Doch wie kann man dieses Pflänzchen pflegen? Du hast danach gefragt, wie man gut zu seinem Körper sein kann. Und ich muss dir sagen, dass ich das nicht weiß oder dass ich zumindest keine befriedigende Antwort darauf kenne. Es ist etwas, an dem ich selbst seit vielen Jahren arbeite, mal mit mehr, mal mit weniger Erfolg. Die offensichtlichste und wahrscheinlich auch schwerste Aufgabe, die dir vor dir liegt, besteht natürlich darin, zu lernen, deinen Bauch nicht mehr einzuziehen. Auch wenn das vielleicht erst einmal lustig klingt. Deiner Beschreibung nach hast du dieses Einziehen schon so lange habitualisiert, dass das eine großen Herausforderung darstellen dürfte. Ich persönlich würde dir raten, dich deswegen einer verhaltenstherapeutischen Behandlung zu unterziehen.
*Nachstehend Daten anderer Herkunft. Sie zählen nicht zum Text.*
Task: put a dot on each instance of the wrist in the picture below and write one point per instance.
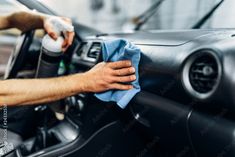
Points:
(80, 83)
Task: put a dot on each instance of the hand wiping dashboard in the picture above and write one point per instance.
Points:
(116, 50)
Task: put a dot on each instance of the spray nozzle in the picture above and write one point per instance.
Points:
(60, 25)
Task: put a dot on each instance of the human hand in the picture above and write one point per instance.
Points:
(111, 75)
(49, 26)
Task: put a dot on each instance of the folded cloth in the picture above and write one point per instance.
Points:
(116, 50)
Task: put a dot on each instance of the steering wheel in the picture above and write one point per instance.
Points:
(18, 55)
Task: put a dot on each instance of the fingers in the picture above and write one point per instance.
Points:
(121, 86)
(119, 64)
(124, 71)
(125, 78)
(49, 26)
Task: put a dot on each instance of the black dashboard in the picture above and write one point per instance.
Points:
(176, 64)
(187, 85)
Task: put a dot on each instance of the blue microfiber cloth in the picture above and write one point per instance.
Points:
(116, 50)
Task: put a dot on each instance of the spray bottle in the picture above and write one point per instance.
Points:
(51, 50)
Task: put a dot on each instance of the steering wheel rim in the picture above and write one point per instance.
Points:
(18, 54)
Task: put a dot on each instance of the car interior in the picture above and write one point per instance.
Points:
(185, 108)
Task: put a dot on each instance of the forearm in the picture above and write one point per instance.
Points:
(22, 20)
(35, 91)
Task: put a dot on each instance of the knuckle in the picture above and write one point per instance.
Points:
(128, 63)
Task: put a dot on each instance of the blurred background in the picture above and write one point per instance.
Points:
(122, 15)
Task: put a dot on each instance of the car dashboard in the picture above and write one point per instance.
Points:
(186, 79)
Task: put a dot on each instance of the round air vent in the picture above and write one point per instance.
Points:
(201, 74)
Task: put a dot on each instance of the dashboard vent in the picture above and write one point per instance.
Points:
(95, 50)
(203, 73)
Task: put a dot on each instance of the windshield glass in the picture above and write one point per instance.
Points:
(120, 15)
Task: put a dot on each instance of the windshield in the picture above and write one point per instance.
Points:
(120, 15)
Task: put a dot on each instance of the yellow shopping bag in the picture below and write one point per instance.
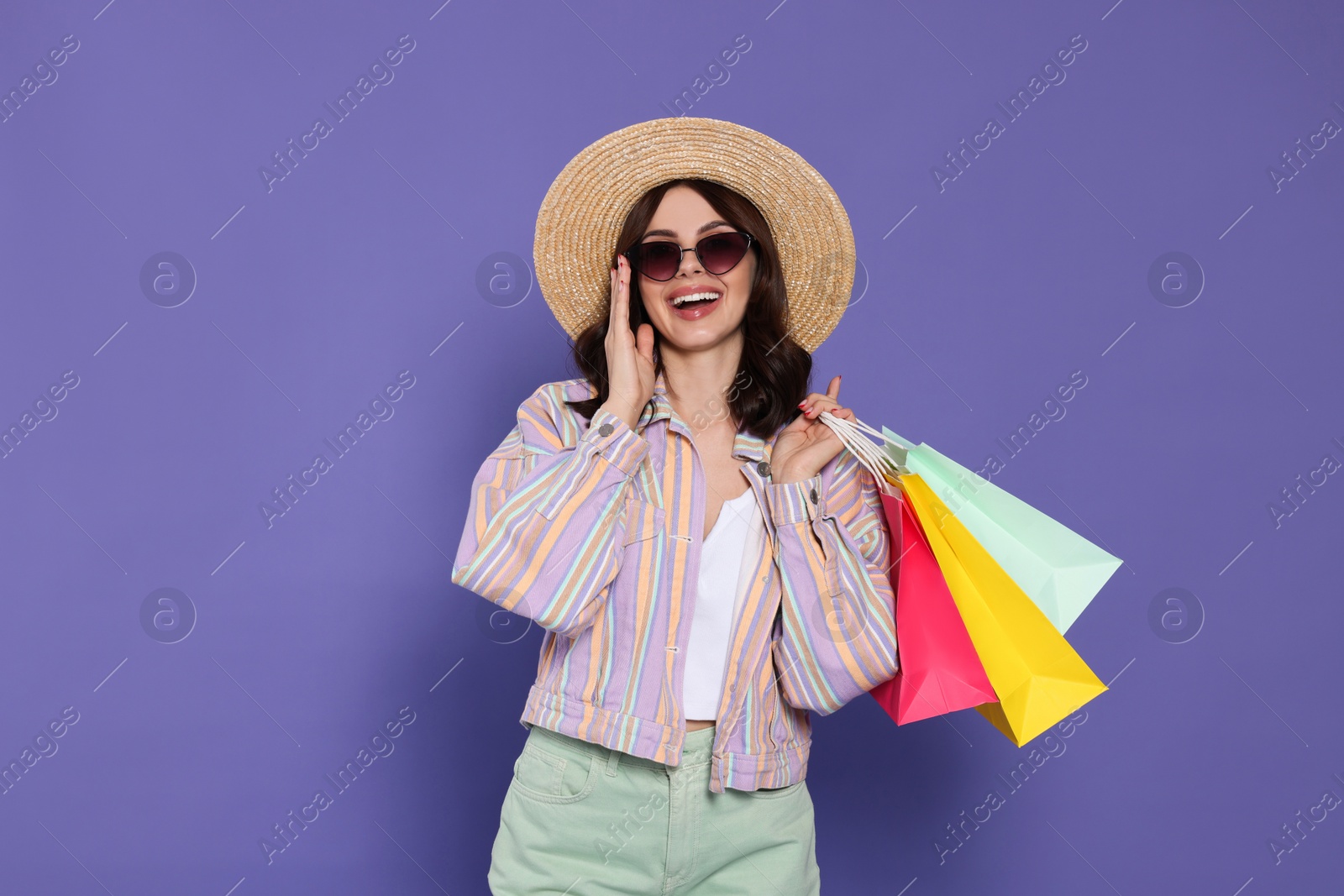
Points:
(1037, 674)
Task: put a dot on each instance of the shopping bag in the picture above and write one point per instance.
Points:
(1037, 674)
(1058, 569)
(940, 671)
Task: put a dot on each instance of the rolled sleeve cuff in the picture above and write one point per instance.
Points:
(616, 441)
(795, 501)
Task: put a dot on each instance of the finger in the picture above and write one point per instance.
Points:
(620, 322)
(817, 403)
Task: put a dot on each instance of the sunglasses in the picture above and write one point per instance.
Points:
(662, 259)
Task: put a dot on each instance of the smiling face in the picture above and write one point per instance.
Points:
(718, 302)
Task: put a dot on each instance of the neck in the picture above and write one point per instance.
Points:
(698, 382)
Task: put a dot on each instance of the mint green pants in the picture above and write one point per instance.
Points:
(582, 820)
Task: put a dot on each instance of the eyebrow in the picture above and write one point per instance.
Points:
(703, 228)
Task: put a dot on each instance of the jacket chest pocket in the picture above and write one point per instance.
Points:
(643, 520)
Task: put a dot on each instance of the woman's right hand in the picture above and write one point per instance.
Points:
(629, 356)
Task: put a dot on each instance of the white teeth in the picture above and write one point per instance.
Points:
(690, 297)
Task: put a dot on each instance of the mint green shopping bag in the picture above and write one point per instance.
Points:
(1058, 569)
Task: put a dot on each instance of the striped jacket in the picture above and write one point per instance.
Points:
(593, 531)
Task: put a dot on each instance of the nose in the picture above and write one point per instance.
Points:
(690, 262)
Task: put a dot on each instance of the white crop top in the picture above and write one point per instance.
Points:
(736, 535)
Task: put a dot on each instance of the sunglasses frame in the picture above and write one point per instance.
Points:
(752, 241)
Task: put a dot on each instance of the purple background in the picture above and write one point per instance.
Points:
(311, 297)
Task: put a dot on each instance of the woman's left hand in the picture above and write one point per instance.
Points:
(806, 445)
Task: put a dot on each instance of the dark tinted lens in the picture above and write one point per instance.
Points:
(656, 261)
(722, 251)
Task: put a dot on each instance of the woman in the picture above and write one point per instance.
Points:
(706, 570)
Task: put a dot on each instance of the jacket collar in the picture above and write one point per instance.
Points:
(746, 445)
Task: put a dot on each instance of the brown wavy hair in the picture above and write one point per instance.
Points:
(773, 372)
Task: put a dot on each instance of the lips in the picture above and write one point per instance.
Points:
(694, 302)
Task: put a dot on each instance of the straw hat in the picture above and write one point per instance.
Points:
(584, 210)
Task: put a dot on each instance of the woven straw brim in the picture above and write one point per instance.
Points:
(585, 208)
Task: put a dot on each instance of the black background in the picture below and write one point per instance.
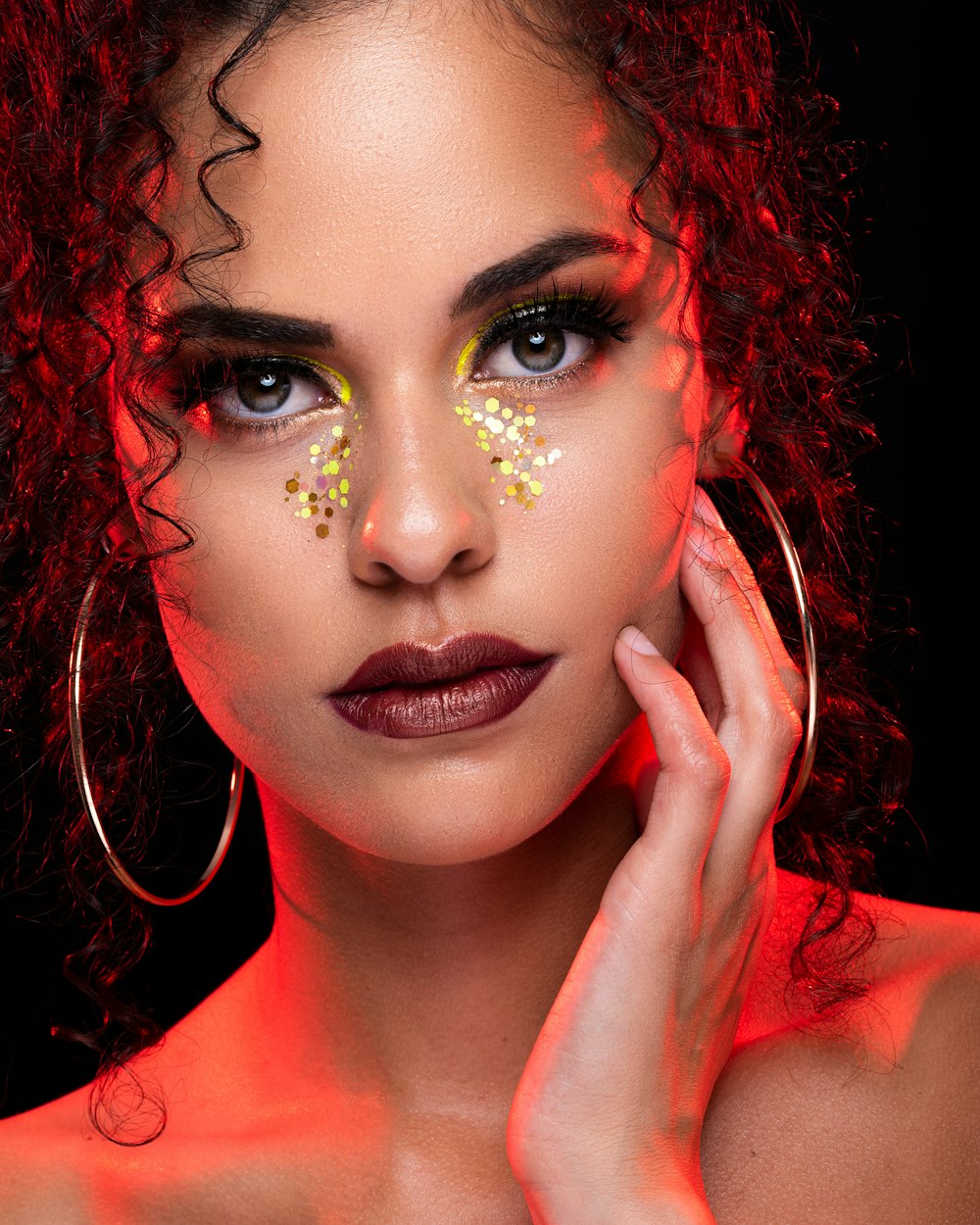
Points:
(870, 62)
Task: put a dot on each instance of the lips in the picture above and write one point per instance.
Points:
(412, 690)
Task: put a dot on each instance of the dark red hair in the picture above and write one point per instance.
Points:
(738, 137)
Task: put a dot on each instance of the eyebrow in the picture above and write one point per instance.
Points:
(210, 321)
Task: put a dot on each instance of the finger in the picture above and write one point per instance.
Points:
(759, 726)
(695, 664)
(692, 769)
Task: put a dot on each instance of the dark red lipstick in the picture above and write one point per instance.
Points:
(415, 690)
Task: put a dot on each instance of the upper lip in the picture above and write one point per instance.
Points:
(416, 662)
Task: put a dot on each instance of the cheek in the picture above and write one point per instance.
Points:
(514, 445)
(323, 483)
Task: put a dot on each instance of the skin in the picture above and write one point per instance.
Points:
(525, 971)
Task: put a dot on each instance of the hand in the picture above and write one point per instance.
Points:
(607, 1120)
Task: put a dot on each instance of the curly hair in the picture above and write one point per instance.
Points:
(736, 137)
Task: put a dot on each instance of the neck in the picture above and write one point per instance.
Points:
(430, 984)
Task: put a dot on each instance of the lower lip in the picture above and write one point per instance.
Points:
(407, 713)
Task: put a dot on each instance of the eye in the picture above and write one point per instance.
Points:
(537, 351)
(268, 388)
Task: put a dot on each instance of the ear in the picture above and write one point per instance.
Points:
(123, 537)
(725, 435)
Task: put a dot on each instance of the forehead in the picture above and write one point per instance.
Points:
(431, 136)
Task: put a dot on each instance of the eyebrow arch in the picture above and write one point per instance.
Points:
(207, 321)
(535, 263)
(210, 321)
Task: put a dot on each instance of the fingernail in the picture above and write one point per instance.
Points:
(706, 509)
(638, 641)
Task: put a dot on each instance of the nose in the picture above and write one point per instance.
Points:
(420, 513)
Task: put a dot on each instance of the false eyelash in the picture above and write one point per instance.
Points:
(201, 378)
(589, 313)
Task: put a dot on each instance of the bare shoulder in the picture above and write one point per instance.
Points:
(870, 1118)
(39, 1157)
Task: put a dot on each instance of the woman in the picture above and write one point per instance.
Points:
(386, 349)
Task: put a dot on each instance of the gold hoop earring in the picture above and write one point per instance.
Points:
(81, 769)
(807, 628)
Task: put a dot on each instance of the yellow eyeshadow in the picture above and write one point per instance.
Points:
(344, 382)
(464, 361)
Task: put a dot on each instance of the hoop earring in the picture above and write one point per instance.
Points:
(81, 769)
(807, 628)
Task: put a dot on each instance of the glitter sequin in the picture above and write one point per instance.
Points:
(511, 429)
(328, 459)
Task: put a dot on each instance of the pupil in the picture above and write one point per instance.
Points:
(539, 351)
(264, 391)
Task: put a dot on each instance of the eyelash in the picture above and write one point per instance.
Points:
(583, 312)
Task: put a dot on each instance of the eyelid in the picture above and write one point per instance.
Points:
(295, 357)
(514, 309)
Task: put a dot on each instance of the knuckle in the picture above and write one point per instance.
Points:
(794, 682)
(709, 764)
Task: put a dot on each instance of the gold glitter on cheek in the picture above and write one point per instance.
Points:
(326, 483)
(517, 451)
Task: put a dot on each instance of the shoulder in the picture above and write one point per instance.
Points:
(39, 1162)
(868, 1117)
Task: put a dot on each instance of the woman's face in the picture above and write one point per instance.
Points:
(422, 174)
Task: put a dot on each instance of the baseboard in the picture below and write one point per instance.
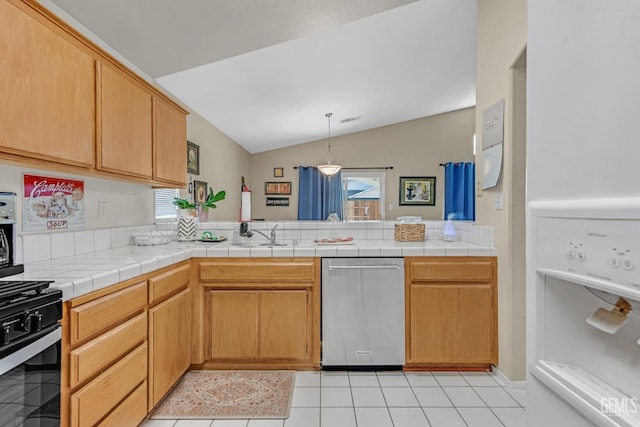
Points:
(506, 381)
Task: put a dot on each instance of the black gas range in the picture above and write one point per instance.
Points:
(28, 311)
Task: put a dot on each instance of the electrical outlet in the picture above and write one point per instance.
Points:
(101, 209)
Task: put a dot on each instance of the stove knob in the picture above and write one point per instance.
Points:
(33, 322)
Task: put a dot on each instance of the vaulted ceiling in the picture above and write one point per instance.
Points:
(266, 72)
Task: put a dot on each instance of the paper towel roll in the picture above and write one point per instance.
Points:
(245, 211)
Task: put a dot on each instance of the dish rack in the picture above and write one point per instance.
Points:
(409, 232)
(152, 238)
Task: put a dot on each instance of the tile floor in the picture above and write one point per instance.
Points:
(390, 399)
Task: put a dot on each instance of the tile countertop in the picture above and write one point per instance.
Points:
(81, 274)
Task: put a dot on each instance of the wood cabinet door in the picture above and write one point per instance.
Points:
(124, 124)
(452, 323)
(284, 324)
(170, 143)
(47, 92)
(170, 344)
(233, 324)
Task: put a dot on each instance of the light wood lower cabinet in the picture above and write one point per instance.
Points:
(451, 312)
(259, 324)
(260, 312)
(124, 347)
(170, 337)
(104, 346)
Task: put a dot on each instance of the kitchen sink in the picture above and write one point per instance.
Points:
(257, 244)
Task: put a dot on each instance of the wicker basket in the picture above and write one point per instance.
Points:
(409, 232)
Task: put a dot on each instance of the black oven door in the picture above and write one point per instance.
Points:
(30, 384)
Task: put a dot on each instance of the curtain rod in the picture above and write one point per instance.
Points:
(362, 167)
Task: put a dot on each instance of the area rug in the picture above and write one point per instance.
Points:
(229, 395)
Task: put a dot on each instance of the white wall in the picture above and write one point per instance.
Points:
(583, 105)
(413, 148)
(501, 41)
(222, 164)
(123, 203)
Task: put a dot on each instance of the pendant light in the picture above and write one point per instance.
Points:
(329, 169)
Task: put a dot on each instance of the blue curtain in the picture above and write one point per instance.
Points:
(318, 195)
(459, 191)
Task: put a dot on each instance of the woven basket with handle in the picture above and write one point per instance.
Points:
(409, 232)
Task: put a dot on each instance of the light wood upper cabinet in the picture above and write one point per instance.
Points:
(124, 124)
(47, 87)
(170, 143)
(451, 311)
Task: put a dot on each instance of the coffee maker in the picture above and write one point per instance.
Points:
(8, 235)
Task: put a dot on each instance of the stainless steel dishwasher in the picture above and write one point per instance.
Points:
(362, 312)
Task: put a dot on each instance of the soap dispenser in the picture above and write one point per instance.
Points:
(449, 231)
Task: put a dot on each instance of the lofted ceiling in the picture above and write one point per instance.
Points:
(266, 72)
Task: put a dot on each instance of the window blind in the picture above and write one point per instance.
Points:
(164, 203)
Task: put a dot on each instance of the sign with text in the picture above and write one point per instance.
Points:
(51, 203)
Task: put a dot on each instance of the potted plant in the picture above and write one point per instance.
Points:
(200, 209)
(210, 203)
(186, 208)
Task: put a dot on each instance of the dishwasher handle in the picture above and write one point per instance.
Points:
(364, 267)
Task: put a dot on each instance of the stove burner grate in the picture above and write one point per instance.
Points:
(11, 288)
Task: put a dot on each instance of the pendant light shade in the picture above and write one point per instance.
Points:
(329, 169)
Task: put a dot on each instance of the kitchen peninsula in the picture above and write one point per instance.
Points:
(137, 317)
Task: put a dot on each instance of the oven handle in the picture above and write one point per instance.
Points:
(364, 267)
(20, 356)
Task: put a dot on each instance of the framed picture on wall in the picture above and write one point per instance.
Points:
(275, 188)
(418, 190)
(193, 158)
(199, 191)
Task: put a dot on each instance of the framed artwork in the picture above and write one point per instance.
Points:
(277, 201)
(277, 187)
(418, 190)
(199, 191)
(193, 158)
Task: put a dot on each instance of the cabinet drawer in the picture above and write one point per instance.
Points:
(104, 350)
(447, 269)
(168, 283)
(130, 412)
(91, 317)
(99, 397)
(259, 271)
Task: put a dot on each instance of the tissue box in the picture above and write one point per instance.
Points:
(409, 232)
(152, 238)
Für solche „konkreten“ Probleme und für die Änderung lang gehegter Gewohnheiten ist das oft eine sehr gute Behandlungsmöglichkeit.

Doch natürlich ist das nicht alles. Meinem Eindruck nach sind unsere inneren Körperbilder - und die sind es natürlich, die dein Verhalten prägen - eine so komplexe und psychisch überdeterminierte Angelegenheit, dass sie sich nicht einfach ablegen lassen, auch in Therapien nicht. Ich persönlich glaube, dass bei der Veränderung von Körperbildern auch und vor allem eine Arbeit am Körper hilft. Allerdings keine Arbeit, die nach außen gerichtet ist oder der gar die Fantasie einer Formung des Körpers zugrunde liegt, sondern eine Arbeit am Körper, die sich nach innen richtet. Eine Arbeit, die in den Fokus rückt, wie es sich anfühlt, in und mit unserem Körper zu leben, wie es sich anfühlt, seinem Körper den Terror jener überhöhten Körperbilder anzutun, mit denen wie tagtäglich konfrontiert sind, und wie sich das Wohnen in unseren Körpern anfühlt, wenn wir uns selbst mit Mitgefühl begegnen.

Das kann etwa in körperbasierten Therapieformen passieren, dem Qigong etwa, das Atem-, Meditations- und Bewegungsübungen vereint, der Gestalttherapie oder der tiefenpsychologisch orientierten Funktionellen Entspannung. Ein Freund von mir, der seit Jahren an chronischen Schmerzen leidet, hat sehr gute Erfahrungen mit der Grinberg-Methode gemacht, die auf der Basis von Berührungs- und Wahrnehmungsübungen funktioniert. Aber auch eine regelmäßige Yoga-Praxis kann dabei helfen. Letzteres ist mein Weg durch dieses steinige, herausfordernde Gelände. All das sind Möglichkeiten, den inneren Blick darauf zu lenken, worauf es ankommt - nicht darauf, wie unsere Körper beim Blick im Spiegel oder im fantasierten Blick anderer Menschen aussehen, sondern darauf, wie es ist, unsere Körper zu bewohnen. Und zu verstehen, dass unsere Körper, genauso wie unsere Psychen, immer unperfekt sind, immer versehrt - weil es unsere Körper sind, Körper, in und mit denen wir leben. Und dass in ihrer fehlenden Perfektion häufig die größte Schönheit liegt.

Ich wünsche dir von ganzem Herzen alles Gute auf deinem Weg. Du bist nicht allein.